The loss isn’t even three weeks old yet, but already Clark Hunt has lived the conversation enough to have it memorized. Truth is, if he had his way, he wouldn’t hear anything from anyone. Especially not about football.
But the Chiefs chairman knows where his influence rests and stops, so he’s learned to deal with the friends who call or see him and just can’t help but bring up the season, always with the same opening line: I know it didn’t end like you wanted it to, but ...
Hunt’s default setting is to suppress emotion. It gets in the way. This conversation tests his limits, though.
“Depends on how close the friend is,” he says. “If it’s a close friend, you slug him.”
Never miss a local story.
Hunt laughs at the line, but in a way that makes you think there’s some truth to it, too. This is as good as the Chiefs have been since the 1990s — 43 wins and three postseasons in four years.

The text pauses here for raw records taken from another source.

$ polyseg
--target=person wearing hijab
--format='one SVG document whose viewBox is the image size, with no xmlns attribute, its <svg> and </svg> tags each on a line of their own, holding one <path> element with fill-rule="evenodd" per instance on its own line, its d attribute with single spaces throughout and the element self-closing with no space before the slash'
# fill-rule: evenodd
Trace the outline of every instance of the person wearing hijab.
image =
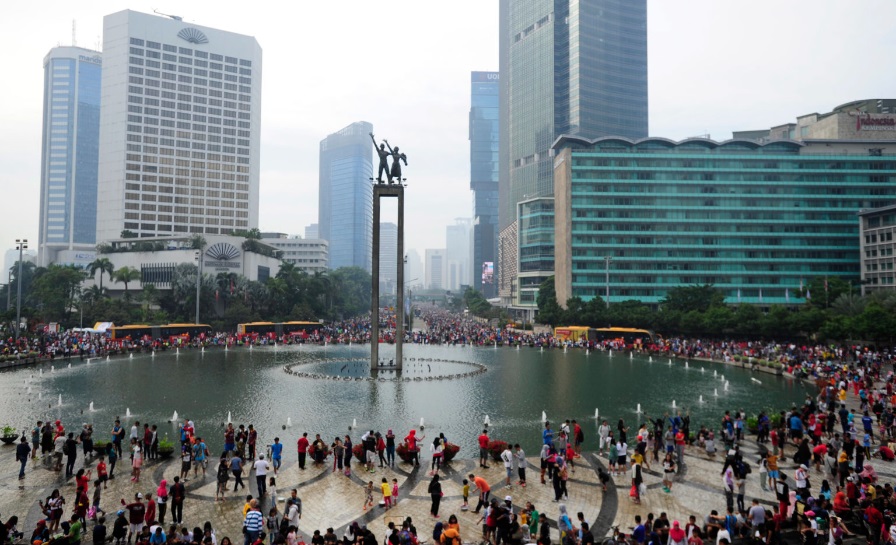
<svg viewBox="0 0 896 545">
<path fill-rule="evenodd" d="M 687 535 L 681 529 L 681 523 L 677 520 L 672 521 L 672 529 L 669 530 L 669 540 L 666 545 L 687 545 Z"/>
<path fill-rule="evenodd" d="M 432 513 L 434 518 L 439 518 L 439 504 L 442 503 L 442 483 L 439 482 L 438 473 L 432 476 L 427 491 L 429 492 L 429 497 L 432 498 L 432 506 L 429 508 L 429 512 Z M 438 526 L 441 527 L 441 524 Z M 438 538 L 436 539 L 438 540 Z"/>
</svg>

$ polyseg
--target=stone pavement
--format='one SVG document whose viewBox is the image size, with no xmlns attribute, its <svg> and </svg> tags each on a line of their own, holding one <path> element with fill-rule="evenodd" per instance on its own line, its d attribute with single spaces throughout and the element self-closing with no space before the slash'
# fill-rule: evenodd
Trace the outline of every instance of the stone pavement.
<svg viewBox="0 0 896 545">
<path fill-rule="evenodd" d="M 745 452 L 745 460 L 755 468 L 757 447 L 755 442 L 747 440 L 742 450 Z M 83 466 L 83 458 L 79 458 L 76 468 Z M 315 529 L 324 531 L 332 526 L 337 535 L 342 535 L 342 530 L 351 522 L 358 521 L 367 524 L 378 536 L 385 531 L 386 524 L 390 521 L 398 522 L 405 517 L 412 517 L 421 538 L 430 535 L 434 519 L 429 514 L 430 497 L 427 494 L 429 460 L 422 462 L 427 464 L 413 468 L 409 464 L 397 464 L 395 469 L 377 468 L 375 473 L 364 471 L 360 464 L 353 463 L 351 478 L 342 473 L 333 473 L 332 465 L 317 465 L 309 463 L 307 469 L 300 471 L 297 460 L 287 459 L 277 475 L 277 490 L 280 500 L 278 509 L 284 510 L 283 498 L 289 496 L 292 488 L 298 489 L 298 494 L 303 501 L 303 518 L 300 530 L 310 540 L 310 534 Z M 289 455 L 287 455 L 289 457 Z M 624 532 L 633 525 L 636 514 L 646 515 L 652 512 L 659 515 L 660 512 L 668 513 L 672 520 L 687 521 L 689 515 L 702 518 L 711 509 L 723 511 L 725 507 L 724 494 L 721 489 L 722 457 L 708 458 L 702 451 L 689 447 L 685 454 L 686 463 L 678 476 L 671 493 L 662 491 L 661 475 L 657 472 L 659 464 L 654 464 L 653 469 L 644 472 L 648 491 L 642 497 L 642 503 L 635 505 L 628 497 L 630 488 L 630 476 L 620 475 L 614 477 L 606 493 L 601 491 L 598 484 L 596 467 L 605 462 L 593 452 L 583 454 L 576 460 L 576 471 L 570 474 L 568 483 L 569 499 L 565 500 L 569 513 L 574 517 L 579 511 L 583 512 L 585 519 L 592 523 L 595 536 L 605 536 L 612 531 L 613 526 L 619 526 Z M 162 478 L 173 481 L 179 473 L 180 463 L 176 459 L 166 461 L 148 461 L 144 464 L 143 474 L 139 483 L 131 482 L 130 468 L 127 459 L 119 463 L 116 468 L 116 479 L 110 481 L 108 490 L 104 491 L 102 507 L 110 513 L 107 517 L 111 524 L 114 512 L 118 509 L 120 500 L 124 498 L 130 501 L 136 492 L 155 492 Z M 332 458 L 330 459 L 332 464 Z M 878 473 L 884 482 L 896 481 L 896 465 L 872 460 Z M 87 467 L 95 467 L 95 460 L 88 460 Z M 788 466 L 785 471 L 790 470 Z M 71 513 L 74 500 L 74 480 L 64 479 L 59 473 L 52 471 L 43 465 L 40 460 L 30 462 L 26 478 L 23 481 L 17 479 L 18 464 L 14 461 L 14 448 L 11 446 L 0 447 L 0 516 L 5 521 L 11 515 L 18 515 L 20 519 L 19 529 L 26 535 L 34 528 L 35 522 L 42 517 L 37 505 L 39 499 L 44 499 L 54 488 L 59 488 L 68 501 L 65 509 L 65 519 Z M 450 514 L 456 514 L 460 520 L 461 533 L 464 542 L 478 542 L 480 537 L 478 516 L 472 513 L 475 508 L 475 493 L 471 493 L 470 511 L 462 512 L 461 505 L 461 481 L 469 474 L 483 475 L 492 486 L 492 497 L 503 499 L 510 495 L 515 506 L 524 505 L 531 501 L 535 507 L 548 515 L 556 532 L 557 505 L 553 503 L 553 489 L 550 484 L 539 483 L 538 459 L 529 457 L 529 469 L 527 487 L 514 485 L 504 486 L 504 469 L 500 462 L 492 462 L 489 469 L 478 467 L 476 460 L 456 459 L 447 465 L 441 472 L 442 489 L 444 497 L 440 514 L 441 520 L 447 520 Z M 381 507 L 374 507 L 368 512 L 362 511 L 364 501 L 363 486 L 368 480 L 374 481 L 375 491 L 378 491 L 380 479 L 386 477 L 391 483 L 392 478 L 399 482 L 398 503 L 392 509 L 386 511 Z M 822 475 L 813 470 L 813 482 L 815 486 L 821 483 Z M 243 477 L 243 481 L 249 486 L 248 491 L 241 490 L 238 493 L 229 493 L 225 502 L 215 502 L 215 473 L 212 467 L 203 476 L 200 472 L 198 478 L 192 474 L 186 483 L 187 500 L 184 506 L 185 525 L 189 528 L 202 526 L 205 521 L 210 521 L 215 528 L 220 540 L 223 536 L 232 539 L 241 535 L 242 506 L 245 495 L 251 493 L 257 495 L 255 490 L 255 476 L 249 473 Z M 772 505 L 775 498 L 771 491 L 763 491 L 759 484 L 758 471 L 747 479 L 746 502 L 752 498 L 759 498 L 765 505 Z M 512 482 L 516 482 L 513 479 Z M 233 485 L 231 478 L 230 485 Z M 92 496 L 93 485 L 89 494 Z M 378 495 L 374 496 L 375 499 Z M 266 499 L 262 511 L 267 514 L 270 503 Z M 562 501 L 562 500 L 561 500 Z M 170 511 L 170 510 L 169 510 Z M 170 520 L 170 513 L 168 515 Z"/>
</svg>

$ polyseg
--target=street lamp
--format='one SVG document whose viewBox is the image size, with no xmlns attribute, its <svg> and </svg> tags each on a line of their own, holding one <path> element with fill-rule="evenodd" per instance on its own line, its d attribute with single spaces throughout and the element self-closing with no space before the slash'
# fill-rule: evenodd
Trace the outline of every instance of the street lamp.
<svg viewBox="0 0 896 545">
<path fill-rule="evenodd" d="M 202 248 L 196 251 L 196 325 L 199 325 L 199 287 L 202 285 Z"/>
<path fill-rule="evenodd" d="M 607 288 L 607 308 L 610 308 L 610 261 L 613 261 L 613 258 L 610 256 L 604 256 L 604 265 L 606 272 L 606 288 Z"/>
<path fill-rule="evenodd" d="M 19 274 L 16 277 L 16 339 L 19 338 L 19 330 L 22 327 L 22 252 L 27 249 L 27 238 L 16 239 L 16 250 L 19 251 Z"/>
</svg>

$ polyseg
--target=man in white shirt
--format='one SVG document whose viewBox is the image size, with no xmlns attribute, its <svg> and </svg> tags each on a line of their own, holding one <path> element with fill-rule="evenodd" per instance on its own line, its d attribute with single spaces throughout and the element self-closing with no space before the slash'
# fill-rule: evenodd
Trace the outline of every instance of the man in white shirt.
<svg viewBox="0 0 896 545">
<path fill-rule="evenodd" d="M 604 420 L 597 429 L 597 435 L 600 437 L 600 451 L 598 451 L 598 456 L 603 456 L 604 448 L 610 448 L 610 425 L 607 424 L 606 420 Z"/>
<path fill-rule="evenodd" d="M 271 469 L 271 466 L 268 465 L 267 460 L 264 459 L 264 454 L 258 455 L 258 460 L 253 464 L 255 466 L 255 483 L 258 485 L 258 497 L 264 497 L 265 492 L 267 491 L 267 476 L 268 470 Z"/>
</svg>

The ending was brutal, again. A home playoff loss — that’s five straight, dating back to January 1994 — because of too many drops and missed passes and missed tackles and missed opportunities.
Forty-seven consecutive seasons without a Super Bowl now.
“That’s too long, right?” Hunt says.
When and if the Chiefs again reach football’s final game, they will have gone longer between appearances than any team in league history. Hunt’s reserved nature, and reluctance to talk much publicly, means it’s often hard to know what motivates him. Hard to know what’s in his mind. So much of his leadership of the Chiefs is put in the context of his father, but I’ve long felt that misses at least one important point.
Hunt is relentlessly competitive, and proud. He loves his father, Lamar, the team’s founder and long-time owner, but I’ve always thought that part of his motivation with the Chiefs was to help guide them back to the game they haven’t played in since the very beginning of the league.
An owner can only do so much, particularly in the era of salary caps and floors. Clark has modernized the Chiefs in ways his father didn’t. But helping them get to the Super Bowl in the era of the NFL being our country’s biggest league would be a tangible accomplishment his father didn’t have — one final way to validate himself against an impossible standard.
Hunt dismisses this — “I don’t think of it in the context of my dad,” he said — but he does allow that the respect of other owners often follows a Super Bowl championship.
“I think so, specifically the year after they’ve won,” he said. “But also the people who are consistently successful. Those people are regarded differently than everybody else.”
Hunt’s view on how owners are respected aligns fully with his stated macro mission to make the Chiefs dependable winners. He knows that’s how the franchise built much of its reputation in the 1990s, and how it lost some of it in the 2000s and early part of this decade.
The most obvious way for Hunt to help with that is to make sure coach Andy Reid and general manager John Dorsey stay together. Both have contracts that run through next season, and Hunt expressed a clear desire to talk about an extension with them “over the course of the next year.”
Another subtle way that Hunt can help the Chiefs is the support he gives Reid and Dorsey. He is constantly complimentary of the working relationship between his coach and general manager. Some of that must come from the experience of Scott Pioli’s time in charge blowing up largely because of inner-office discord, but some of it too is illustrative of how Hunt thinks a franchise is best run.
In this way, that sometimes means giving up control. Hunt is always careful about publicly giving his football opinion (though it’s interesting he was much stronger in talking about bringing Eric Berry back than Dontari Poe), because that means crowding the space meant for Dorsey and Reid.
Some of this can be seen in the Chiefs drafting Tyreek Hill, who pled guilty to domestic abuse by strangulation. Hunt has always been clear he wants to prioritize so-called “high character” guys, but he also wants his football people to make the football decisions.
That put him in what must’ve been an uncomfortable position, even as the decision to select Hill has been as productive as could be imagined — Hill led the Chiefs in touchdowns, made the Pro Bowl and didn’t have any problems off the field.
“We’re only one year into Tyreek’s tenure with the Chiefs,” Hunt said. “So I don’t want to draw any conclusions.”
Hunt said that after bringing in Hill, the team reached out to various shelters and other organizations that work against domestic abuse. Some of them were upset, and Hunt said he understood, “and (doesn’t) disagree with that.” The pursuit of a championship in America’s most popular league requires compromise.
For now, Hunt is stuck in that middle ground between coping with the playoff loss and planning for next season. The Chiefs are strong, at least in the moment, but Kansas Citians know better than most that these times are fleeting. Eventually, the opportunities run out.
Owners are limited in what they can influence. Hunt, despite all the justified frustration from fans, can only do so much. That’s why he wants to make sure his two most important football men stay together, and is willing to support their decisions.
“I do think it’s a good enough team to win the Super Bowl,” Hunt said. “I absolutely think it’s capable of doing so. The trick is you need to keep building.”